Kekuatan dasar yang harus berkembang selama masa remaja adalah kesetiaan,
yang muncul dari identitas ego yang kohesif. Fidelity meliputi ketulusan, keaslian,
dan rasa kewajiban dalam hubungan kita dengan orang lain.

Intimacy Versus Isolation

Erikson menganggap kedewasaan muda sebagai tahap yang lebih panjang daripada
yang sebelumnya, meningkat dari akhir masa remaja hingga sekitar usia 35 tahun.
Selama periode ini kita membangun kemandirian kita dari orang tua dan lembaga
kuasi-orangtua, seperti perguruan tinggi dan mulai berfungsi sebagai orang dewasa
yang dewasa dan bertanggung jawab. Kami melakukan beberapa bentuk pekerjaan
produktif dan menjalin hubungan intim - persahabatan dekat dan persatuan seksual.
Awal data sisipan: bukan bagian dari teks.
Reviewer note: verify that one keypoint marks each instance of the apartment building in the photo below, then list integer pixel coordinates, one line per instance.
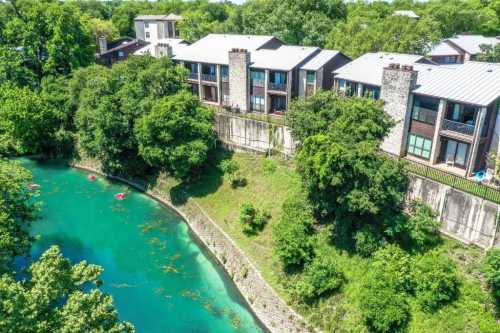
(246, 73)
(460, 48)
(446, 116)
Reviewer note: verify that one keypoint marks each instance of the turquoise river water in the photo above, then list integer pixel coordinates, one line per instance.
(161, 278)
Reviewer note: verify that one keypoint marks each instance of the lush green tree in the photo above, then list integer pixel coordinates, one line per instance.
(176, 135)
(111, 101)
(436, 281)
(54, 297)
(489, 53)
(492, 270)
(359, 35)
(17, 211)
(252, 219)
(321, 276)
(50, 36)
(292, 235)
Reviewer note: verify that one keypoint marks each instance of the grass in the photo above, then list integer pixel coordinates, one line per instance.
(267, 188)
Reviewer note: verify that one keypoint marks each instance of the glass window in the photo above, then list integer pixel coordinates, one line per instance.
(419, 146)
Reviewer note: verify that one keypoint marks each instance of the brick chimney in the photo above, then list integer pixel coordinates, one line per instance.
(239, 64)
(103, 44)
(398, 81)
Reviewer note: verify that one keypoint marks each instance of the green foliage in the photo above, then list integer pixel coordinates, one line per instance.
(17, 211)
(252, 219)
(321, 276)
(436, 281)
(492, 270)
(292, 235)
(110, 102)
(367, 240)
(55, 297)
(176, 135)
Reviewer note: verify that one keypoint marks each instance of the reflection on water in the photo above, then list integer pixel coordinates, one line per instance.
(161, 279)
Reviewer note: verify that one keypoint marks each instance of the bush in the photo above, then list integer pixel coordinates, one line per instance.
(252, 219)
(436, 281)
(492, 270)
(383, 308)
(292, 235)
(321, 276)
(368, 240)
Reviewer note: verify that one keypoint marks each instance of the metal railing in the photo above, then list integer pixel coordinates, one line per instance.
(277, 86)
(480, 190)
(208, 77)
(456, 126)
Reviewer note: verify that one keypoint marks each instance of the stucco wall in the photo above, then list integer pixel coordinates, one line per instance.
(253, 135)
(463, 216)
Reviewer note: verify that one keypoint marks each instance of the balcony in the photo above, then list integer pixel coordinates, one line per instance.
(277, 86)
(193, 76)
(455, 126)
(208, 77)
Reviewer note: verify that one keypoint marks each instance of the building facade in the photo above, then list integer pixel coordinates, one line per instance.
(445, 116)
(256, 73)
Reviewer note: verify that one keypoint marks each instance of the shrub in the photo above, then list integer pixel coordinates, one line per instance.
(321, 276)
(367, 240)
(492, 270)
(292, 235)
(383, 308)
(252, 219)
(436, 281)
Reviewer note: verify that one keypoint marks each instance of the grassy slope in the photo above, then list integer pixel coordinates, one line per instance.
(472, 312)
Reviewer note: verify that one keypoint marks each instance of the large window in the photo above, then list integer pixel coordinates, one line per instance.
(419, 146)
(257, 103)
(425, 109)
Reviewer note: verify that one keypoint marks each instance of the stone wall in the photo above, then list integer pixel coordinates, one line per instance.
(463, 216)
(268, 307)
(240, 133)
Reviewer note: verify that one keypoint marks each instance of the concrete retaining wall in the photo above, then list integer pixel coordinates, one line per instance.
(253, 135)
(463, 216)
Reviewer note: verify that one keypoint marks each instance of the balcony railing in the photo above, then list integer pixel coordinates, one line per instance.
(193, 76)
(277, 86)
(455, 126)
(208, 77)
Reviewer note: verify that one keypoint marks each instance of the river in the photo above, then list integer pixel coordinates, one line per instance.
(161, 278)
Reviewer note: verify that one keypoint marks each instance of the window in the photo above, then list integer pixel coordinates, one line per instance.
(257, 103)
(425, 109)
(257, 78)
(310, 77)
(419, 146)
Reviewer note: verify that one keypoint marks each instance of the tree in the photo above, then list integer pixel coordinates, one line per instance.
(17, 212)
(252, 219)
(436, 281)
(50, 36)
(176, 135)
(492, 270)
(321, 277)
(292, 235)
(55, 297)
(489, 53)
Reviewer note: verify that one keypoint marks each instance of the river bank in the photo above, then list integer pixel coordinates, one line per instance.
(266, 304)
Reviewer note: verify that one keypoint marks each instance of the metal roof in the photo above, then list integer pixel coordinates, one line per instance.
(319, 60)
(368, 68)
(473, 82)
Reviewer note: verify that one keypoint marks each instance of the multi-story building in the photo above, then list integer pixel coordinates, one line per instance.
(256, 73)
(153, 28)
(460, 48)
(446, 116)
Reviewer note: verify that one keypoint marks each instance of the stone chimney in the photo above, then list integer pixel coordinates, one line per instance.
(162, 49)
(103, 44)
(239, 64)
(398, 81)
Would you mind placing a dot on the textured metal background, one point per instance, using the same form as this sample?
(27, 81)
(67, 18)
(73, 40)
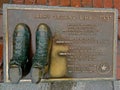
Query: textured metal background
(97, 85)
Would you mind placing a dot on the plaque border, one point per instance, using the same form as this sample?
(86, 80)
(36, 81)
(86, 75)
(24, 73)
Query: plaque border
(7, 7)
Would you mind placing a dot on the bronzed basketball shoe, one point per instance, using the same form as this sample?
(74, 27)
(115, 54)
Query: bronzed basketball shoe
(41, 58)
(21, 43)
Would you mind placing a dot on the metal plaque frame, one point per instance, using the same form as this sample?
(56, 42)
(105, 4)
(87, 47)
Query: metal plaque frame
(7, 7)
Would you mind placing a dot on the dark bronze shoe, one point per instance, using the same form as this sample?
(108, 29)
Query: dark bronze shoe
(21, 43)
(41, 58)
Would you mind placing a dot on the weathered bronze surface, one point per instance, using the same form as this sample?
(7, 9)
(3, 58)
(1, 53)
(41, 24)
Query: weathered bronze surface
(21, 44)
(84, 40)
(41, 59)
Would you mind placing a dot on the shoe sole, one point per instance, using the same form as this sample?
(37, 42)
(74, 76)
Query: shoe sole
(36, 75)
(15, 74)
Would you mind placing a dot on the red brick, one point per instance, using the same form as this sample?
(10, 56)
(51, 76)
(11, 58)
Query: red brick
(53, 2)
(41, 2)
(18, 1)
(117, 4)
(29, 2)
(76, 3)
(98, 3)
(87, 3)
(3, 1)
(65, 2)
(108, 3)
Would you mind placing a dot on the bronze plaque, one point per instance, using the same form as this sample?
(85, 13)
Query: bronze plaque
(84, 40)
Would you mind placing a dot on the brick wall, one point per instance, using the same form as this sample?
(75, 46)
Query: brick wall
(78, 3)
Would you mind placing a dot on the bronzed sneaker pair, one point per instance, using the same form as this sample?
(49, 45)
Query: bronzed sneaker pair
(21, 49)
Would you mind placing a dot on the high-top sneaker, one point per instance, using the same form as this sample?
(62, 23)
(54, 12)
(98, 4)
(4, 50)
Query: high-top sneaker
(41, 58)
(21, 43)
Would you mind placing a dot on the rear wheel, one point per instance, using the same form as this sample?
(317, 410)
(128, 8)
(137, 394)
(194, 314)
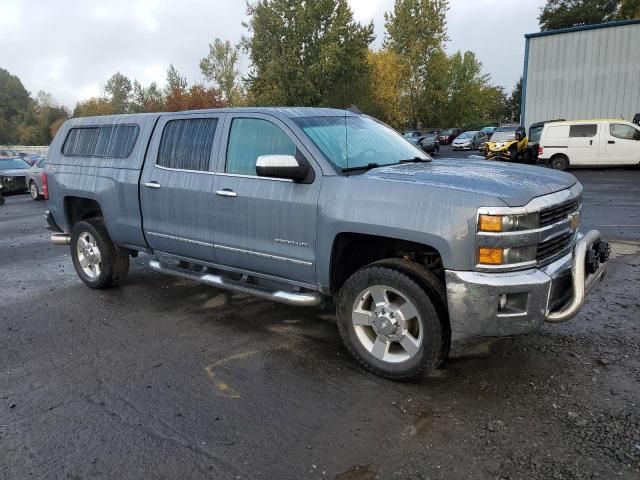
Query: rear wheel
(98, 262)
(33, 190)
(559, 162)
(390, 324)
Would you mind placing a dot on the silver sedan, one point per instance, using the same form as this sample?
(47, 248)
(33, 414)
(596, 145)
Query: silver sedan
(34, 180)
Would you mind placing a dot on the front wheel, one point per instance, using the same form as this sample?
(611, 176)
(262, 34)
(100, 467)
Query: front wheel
(98, 262)
(390, 324)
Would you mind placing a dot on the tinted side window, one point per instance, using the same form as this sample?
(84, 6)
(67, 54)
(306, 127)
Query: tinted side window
(186, 144)
(108, 141)
(252, 137)
(620, 130)
(583, 130)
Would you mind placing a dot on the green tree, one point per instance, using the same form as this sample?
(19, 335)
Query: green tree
(14, 101)
(385, 100)
(221, 67)
(38, 119)
(573, 13)
(306, 52)
(495, 106)
(93, 107)
(118, 88)
(468, 86)
(416, 31)
(629, 10)
(175, 91)
(146, 99)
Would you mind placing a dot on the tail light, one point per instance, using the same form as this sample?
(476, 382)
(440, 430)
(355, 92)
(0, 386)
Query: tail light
(45, 186)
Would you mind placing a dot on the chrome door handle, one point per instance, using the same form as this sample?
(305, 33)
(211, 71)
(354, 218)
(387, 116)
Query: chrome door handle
(226, 193)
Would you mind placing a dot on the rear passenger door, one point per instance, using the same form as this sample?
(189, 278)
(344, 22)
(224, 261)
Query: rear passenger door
(264, 225)
(584, 144)
(622, 146)
(177, 185)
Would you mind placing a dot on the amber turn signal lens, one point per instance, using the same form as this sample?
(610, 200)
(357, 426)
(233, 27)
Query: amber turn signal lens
(490, 223)
(490, 256)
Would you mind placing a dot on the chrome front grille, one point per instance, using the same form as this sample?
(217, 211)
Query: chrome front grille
(548, 249)
(556, 213)
(550, 237)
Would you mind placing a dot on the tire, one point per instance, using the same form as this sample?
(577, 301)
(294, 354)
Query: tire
(559, 162)
(98, 262)
(409, 305)
(33, 191)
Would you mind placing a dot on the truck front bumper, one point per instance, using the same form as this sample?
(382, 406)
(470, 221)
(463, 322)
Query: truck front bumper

Dalam pandangan Erikson, keintiman tidak terbatas pada hubungan seksual


tetapi juga mencakup perasaan peduli dan komitmen. Emosi-emosi ini dapat
ditampilkan secara terbuka, tanpa menggunakan mekanisme perlindungan diri atau
pertahanan dan tanpa takut kehilangan rasa identitas diri kita. Kita dapat
menggabungkan identitas kita dengan identitas orang lain tanpa harus tenggelam atau
hilang dalam proses itu.

Orang-orang yang tidak mampu membangun keintiman seperti itu di masa


dewasa muda akan mengembangkan perasaan terisolasi. Mereka menghindari kontak
sosial dan menolak orang lain, dan bahkan mungkin menjadi agresif terhadap mereka.
Mereka lebih suka menyendiri karena mereka takut keintiman sebagai ancaman bagi
identitas ego mereka.

Kekuatan dasar yang muncul dari keintiman tahun-tahun dewasa muda adalah
cinta, yang Erikson anggap sebagai kebajikan manusia terbesar. Dia
menggambarkannya sebagai pengabdian bersama dalam identitas bersama, penyatuan
diri dengan orang lain.

Generativity Versus Stagnation

Masa dewasa sekitar 35 hingga 55-an adalah tahap kedewasaan di mana kita perlu
terlibat aktif dalam mengajar dan membimbing generasi berikutnya. Kebutuhan ini
melampaui keluarga dekat kita. Dalam pandangan Erikson, keprihatinan kami akan
menjadi lebih luas dan lebih jauh, melibatkan generasi masa depan dan jenis
masyarakat di mana mereka akan hidup. Orang tidak perlu menjadi orangtua yang
menunjukkan generativitas, juga tidak memiliki anak yang secara otomatis
memuaskan keinginan ini.

Erikson percaya bahwa semua lembaga - baik bisnis, pemerintah, layanan


sosial, atau akademik - memberikan peluang bagi kita untuk mengekspresikan
generativitas. Dengan demikian, dalam organisasi atau kegiatan apa pun yang kita
terlibat, kita biasanya dapat menemukan cara untuk menjadi seorang mentor, guru,
atau membimbing orang-orang muda untuk kemajuan masyarakat pada umumnya.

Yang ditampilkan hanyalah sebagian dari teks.